Hacker News new | comments | show | ask | jobs | submit login
The Craft of Text Editing (1999) (finseth.com)
244 points by youjiuzhifeng on Jan 30, 2017 | hide | past | web | favorite | 47 comments

I've been learning a lot lately by following along with the development of xi[1], a new text editor written in Rust. Through reading that project's RFCs I've then come across other interesting projects, like swiobe[2] and wi[3].

What are the other canonical resources on this topic? It feels like tons of the interesting thought is scattered around various blogs and usenet posts and the like. I'd love to create a nice collection of good writing on text-editing / tools, but I'm not sure where to start.

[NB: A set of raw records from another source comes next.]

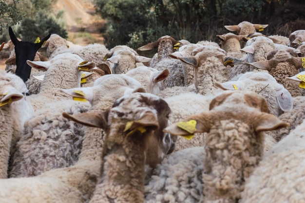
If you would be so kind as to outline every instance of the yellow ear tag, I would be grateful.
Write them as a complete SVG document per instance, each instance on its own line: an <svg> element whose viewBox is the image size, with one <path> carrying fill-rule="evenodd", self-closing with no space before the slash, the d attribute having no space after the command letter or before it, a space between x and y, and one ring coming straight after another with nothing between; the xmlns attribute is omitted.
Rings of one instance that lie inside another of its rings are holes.
<svg viewBox="0 0 305 203"><path fill-rule="evenodd" d="M44 45L44 44L45 44L45 42L46 42L46 41L44 41L43 42L43 43L42 43L42 44L41 45L41 47L42 47L42 46L43 46L43 45Z"/></svg>
<svg viewBox="0 0 305 203"><path fill-rule="evenodd" d="M226 66L227 64L228 64L228 63L233 63L233 59L230 59L230 60L228 60L227 61L226 61L224 62L224 65ZM228 64L230 66L231 66L231 67L233 67L232 66L232 65L230 65L230 64Z"/></svg>
<svg viewBox="0 0 305 203"><path fill-rule="evenodd" d="M297 76L297 77L302 80L303 82L305 82L305 74L299 74Z"/></svg>
<svg viewBox="0 0 305 203"><path fill-rule="evenodd" d="M87 68L87 67L80 67L78 68L78 70L79 71L89 71L89 68Z"/></svg>
<svg viewBox="0 0 305 203"><path fill-rule="evenodd" d="M262 32L262 31L264 30L264 28L263 28L263 26L261 25L260 25L258 26L258 31L260 32Z"/></svg>
<svg viewBox="0 0 305 203"><path fill-rule="evenodd" d="M126 132L126 131L128 130L131 127L133 123L133 121L128 121L127 123L126 123L126 125L125 126L125 129L124 129L124 132ZM134 132L135 132L136 130L139 130L140 132L141 132L141 133L143 133L143 132L145 132L146 131L146 129L145 129L145 128L144 128L144 126L139 126L137 128L131 130L130 132L128 132L126 135L126 137L128 137L129 135L132 135Z"/></svg>
<svg viewBox="0 0 305 203"><path fill-rule="evenodd" d="M82 96L86 96L86 94L84 93L84 92L81 90L74 90L73 92L76 93L76 94L80 94Z"/></svg>
<svg viewBox="0 0 305 203"><path fill-rule="evenodd" d="M179 122L177 124L177 126L191 134L187 135L182 135L182 137L189 140L193 137L194 132L197 130L196 124L197 124L197 122L195 120L190 120L187 122Z"/></svg>
<svg viewBox="0 0 305 203"><path fill-rule="evenodd" d="M81 74L81 79L80 79L81 83L85 83L85 82L87 82L87 79L86 79L85 77L86 77L86 74L84 73Z"/></svg>
<svg viewBox="0 0 305 203"><path fill-rule="evenodd" d="M302 58L302 67L305 68L305 58Z"/></svg>
<svg viewBox="0 0 305 203"><path fill-rule="evenodd" d="M4 96L7 94L8 94L8 92L4 93L3 94L0 94L0 95ZM12 99L12 98L11 97L9 99L6 100L3 102L0 102L0 107L2 107L3 106L6 105L7 104L10 104L12 102L13 102L13 100Z"/></svg>
<svg viewBox="0 0 305 203"><path fill-rule="evenodd" d="M35 42L34 42L34 43L38 44L40 42L40 38L39 37L38 37L37 38L36 38L36 40L35 40Z"/></svg>
<svg viewBox="0 0 305 203"><path fill-rule="evenodd" d="M305 89L305 82L303 82L303 81L300 82L300 84L299 85L299 87L303 89Z"/></svg>
<svg viewBox="0 0 305 203"><path fill-rule="evenodd" d="M81 63L79 63L79 64L78 64L78 65L79 65L80 66L81 66L82 65L85 64L87 63L88 63L88 61L84 61L82 62Z"/></svg>
<svg viewBox="0 0 305 203"><path fill-rule="evenodd" d="M2 107L2 106L6 105L7 104L10 104L12 102L13 102L13 100L12 99L12 98L11 97L9 99L6 100L3 102L0 102L0 107Z"/></svg>
<svg viewBox="0 0 305 203"><path fill-rule="evenodd" d="M84 98L76 97L74 96L73 98L74 101L81 101L83 102L87 102L87 99L86 99Z"/></svg>

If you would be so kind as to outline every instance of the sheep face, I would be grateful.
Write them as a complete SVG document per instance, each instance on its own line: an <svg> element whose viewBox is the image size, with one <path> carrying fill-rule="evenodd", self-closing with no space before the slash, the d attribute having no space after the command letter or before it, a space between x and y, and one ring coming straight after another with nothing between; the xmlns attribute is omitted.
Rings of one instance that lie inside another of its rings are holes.
<svg viewBox="0 0 305 203"><path fill-rule="evenodd" d="M135 92L121 97L106 112L84 113L74 117L64 113L63 115L105 130L108 146L105 148L115 148L115 145L131 148L134 145L131 143L138 144L144 148L146 164L154 167L174 147L175 139L163 132L170 112L166 102L158 96Z"/></svg>

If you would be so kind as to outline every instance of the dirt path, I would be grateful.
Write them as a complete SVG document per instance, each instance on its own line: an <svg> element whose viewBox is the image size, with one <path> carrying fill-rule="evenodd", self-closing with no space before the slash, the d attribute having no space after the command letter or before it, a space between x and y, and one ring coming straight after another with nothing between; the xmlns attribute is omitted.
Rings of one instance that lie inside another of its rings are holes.
<svg viewBox="0 0 305 203"><path fill-rule="evenodd" d="M104 43L99 33L104 20L95 13L93 0L60 0L54 5L56 13L64 10L64 19L68 27L68 40L82 46L90 43ZM7 59L0 59L0 69L5 69Z"/></svg>

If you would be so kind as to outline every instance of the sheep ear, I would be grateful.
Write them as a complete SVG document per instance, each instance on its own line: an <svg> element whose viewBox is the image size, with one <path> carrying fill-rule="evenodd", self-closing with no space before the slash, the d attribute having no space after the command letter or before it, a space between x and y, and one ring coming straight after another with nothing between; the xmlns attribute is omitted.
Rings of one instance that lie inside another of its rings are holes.
<svg viewBox="0 0 305 203"><path fill-rule="evenodd" d="M89 71L96 66L96 64L94 62L83 61L78 64L77 68L80 71Z"/></svg>
<svg viewBox="0 0 305 203"><path fill-rule="evenodd" d="M215 82L214 86L224 90L243 90L245 84L241 81L229 81L222 83Z"/></svg>
<svg viewBox="0 0 305 203"><path fill-rule="evenodd" d="M44 75L45 75L44 74L43 74L41 75L38 75L38 76L33 75L33 77L36 79L37 80L43 81L43 80L44 79Z"/></svg>
<svg viewBox="0 0 305 203"><path fill-rule="evenodd" d="M16 65L16 57L11 57L5 61L5 64L9 65Z"/></svg>
<svg viewBox="0 0 305 203"><path fill-rule="evenodd" d="M210 128L210 119L209 112L189 117L184 121L172 124L163 131L172 135L186 136L195 132L209 132Z"/></svg>
<svg viewBox="0 0 305 203"><path fill-rule="evenodd" d="M216 35L216 37L217 37L218 39L220 39L221 41L226 41L226 36L224 36L224 35Z"/></svg>
<svg viewBox="0 0 305 203"><path fill-rule="evenodd" d="M32 61L29 60L27 60L26 63L32 68L42 71L46 71L50 66L50 61Z"/></svg>
<svg viewBox="0 0 305 203"><path fill-rule="evenodd" d="M261 25L260 24L254 24L253 26L255 30L258 30L261 32L264 30L264 28L267 28L268 26L268 24L267 25Z"/></svg>
<svg viewBox="0 0 305 203"><path fill-rule="evenodd" d="M159 46L159 40L149 43L146 45L144 45L141 46L141 47L139 47L138 48L138 50L139 51L148 51L151 50L152 49L154 49L155 48L158 48L158 46Z"/></svg>
<svg viewBox="0 0 305 203"><path fill-rule="evenodd" d="M135 56L135 61L137 62L149 62L151 60L151 58L148 58L145 56L142 56L141 55Z"/></svg>
<svg viewBox="0 0 305 203"><path fill-rule="evenodd" d="M36 54L38 55L39 58L41 61L48 61L49 60L49 58L47 58L43 55L39 54L38 52L37 52Z"/></svg>
<svg viewBox="0 0 305 203"><path fill-rule="evenodd" d="M181 61L184 62L192 66L197 67L198 65L198 60L196 57L194 56L187 56L187 57L177 57L177 59L180 60Z"/></svg>
<svg viewBox="0 0 305 203"><path fill-rule="evenodd" d="M240 50L242 52L245 52L248 54L254 54L255 52L255 50L254 50L254 48L253 46L247 46Z"/></svg>
<svg viewBox="0 0 305 203"><path fill-rule="evenodd" d="M10 35L10 37L11 37L12 42L13 42L14 45L18 46L19 44L19 41L17 39L17 37L16 37L16 35L15 35L15 34L13 31L13 29L11 27L8 28L8 33Z"/></svg>
<svg viewBox="0 0 305 203"><path fill-rule="evenodd" d="M223 61L224 66L229 65L231 67L233 67L234 65L237 65L245 61L229 55L225 56L224 57Z"/></svg>
<svg viewBox="0 0 305 203"><path fill-rule="evenodd" d="M75 101L79 101L86 102L87 101L90 103L93 101L93 91L92 87L85 88L76 88L69 89L60 89L61 92L72 96Z"/></svg>
<svg viewBox="0 0 305 203"><path fill-rule="evenodd" d="M229 31L239 33L240 28L238 25L225 25L225 28Z"/></svg>
<svg viewBox="0 0 305 203"><path fill-rule="evenodd" d="M269 65L269 60L260 61L254 62L253 63L246 63L247 64L250 65L257 68L260 69L267 70L269 71L271 70L271 67Z"/></svg>
<svg viewBox="0 0 305 203"><path fill-rule="evenodd" d="M147 111L142 115L139 120L128 122L124 131L132 130L141 127L159 128L158 119L152 111Z"/></svg>
<svg viewBox="0 0 305 203"><path fill-rule="evenodd" d="M112 70L110 65L107 62L100 63L96 66L102 71L105 72L105 74L112 74Z"/></svg>
<svg viewBox="0 0 305 203"><path fill-rule="evenodd" d="M44 38L42 38L42 39L41 39L39 43L37 43L37 45L36 46L37 46L38 50L42 46L43 46L43 45L45 43L45 41L49 39L49 38L50 38L50 37L51 36L51 33L49 33L49 35L46 36Z"/></svg>
<svg viewBox="0 0 305 203"><path fill-rule="evenodd" d="M0 106L12 102L19 100L24 96L23 94L15 89L10 90L1 95L3 96L0 100Z"/></svg>
<svg viewBox="0 0 305 203"><path fill-rule="evenodd" d="M264 112L254 116L252 123L257 133L286 128L290 126L288 123L282 121L275 115Z"/></svg>
<svg viewBox="0 0 305 203"><path fill-rule="evenodd" d="M293 108L293 99L290 92L286 90L282 85L278 84L280 88L276 90L276 99L283 111L291 110Z"/></svg>
<svg viewBox="0 0 305 203"><path fill-rule="evenodd" d="M172 54L170 54L169 55L169 56L170 56L171 58L174 58L175 59L178 59L178 57L180 57L180 58L183 57L185 57L187 56L187 55L185 53L185 52L183 52L183 51L181 51L181 52L173 52Z"/></svg>
<svg viewBox="0 0 305 203"><path fill-rule="evenodd" d="M124 95L126 95L135 92L146 92L146 91L142 87L137 88L127 88L124 92Z"/></svg>
<svg viewBox="0 0 305 203"><path fill-rule="evenodd" d="M168 69L165 69L156 73L153 73L152 75L152 79L154 83L156 83L162 81L169 76L170 71Z"/></svg>
<svg viewBox="0 0 305 203"><path fill-rule="evenodd" d="M96 113L86 112L75 115L70 115L66 112L62 113L62 116L69 120L80 123L86 126L99 128L104 130L107 127L107 113Z"/></svg>
<svg viewBox="0 0 305 203"><path fill-rule="evenodd" d="M110 58L107 58L106 60L110 61L113 63L118 63L118 60L120 58L121 58L121 56L119 55L112 56Z"/></svg>
<svg viewBox="0 0 305 203"><path fill-rule="evenodd" d="M4 44L5 44L5 42L4 42L4 41L2 42L2 44L1 44L1 46L0 46L0 52L1 52L1 50L2 50L2 49L3 48L4 46Z"/></svg>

[1] https://github.com/google/xi-editor

[2] https://github.com/swiboe/swiboe

[3] https://github.com/wi-ed/wi

Kakoune[1] has been posted recently here on HN to great reception. As a C++ developer, I think it has a very high quality codebase, especially considering how non-trivial it is. As a user, it's been my main text editor for over a year. It also has a vibrant community, jump in on IRC if you have questions or ideas.

[1] https://github.com/mawww/kakoune

I think getting Kakoune UI support into Xi would be a very interesting project…

Are you talking about Xi as a frontend for kakoune? If it's the UI part that you're interested in, there is also kakoune-qml[1] made by one of the regular uses.

[1] https://github.com/doppioandante/kakoune-qml

I think creating a Xi frontend that mimicked Kakoune's modal keybindings and highlighting would be an interesting exercise, and probably stretch the set of supported ideas in Xi in a good way.

REmacs is a very interesting development...


It'd be amazing if it crystallizes in a few years. Improving the old parts of Emacs, especially GUI code and low level things is a must. Rust seems like an ideal replacement for C. Great performance, much better safety guarantees.

Equally important is perhaps improving elisp concurrency. The jury is still out on whether this will happen by migrating to Guile Scheme [1].

[1] https://www.reddit.com/r/emacs/comments/4zttlt/guileemacs_st...

I believe Rust is too young a language to replace C in Emacs. I'd be happier if it was a standardised, time-tested language with a large user base and lots of docs.

Rust is standardized with lots of docs. The rest two will come with time.

It's still moving fast and breaking things in ways that---while necessary---aren't reasonable choices for programs like Emacs or TeX. These programs need to run the same way in 20 years, and be runnable the same way in 50.

Sam comes to mind as an interesting project in this area:


Too reliant on the mouse.

There is some theory of operation stuff for JOE:


A paper that covers some of the data structures used in editors is:


The gap buffer, in particular, is a great example of a simple yet powerful idea that is perfectly suited to the problem domain.

The text in that PDF didn't show up correctly for me, but there's an HTML version of the paper here:


Was irony intended?

Fun blast from the past. The original version of this shipped with Mark of the Unicorn's Mince/Scribble package for CP/M. (Mince = Mince Is Not Complete Emacs)

Glad to see someone remembers that! (I was a cofounder.)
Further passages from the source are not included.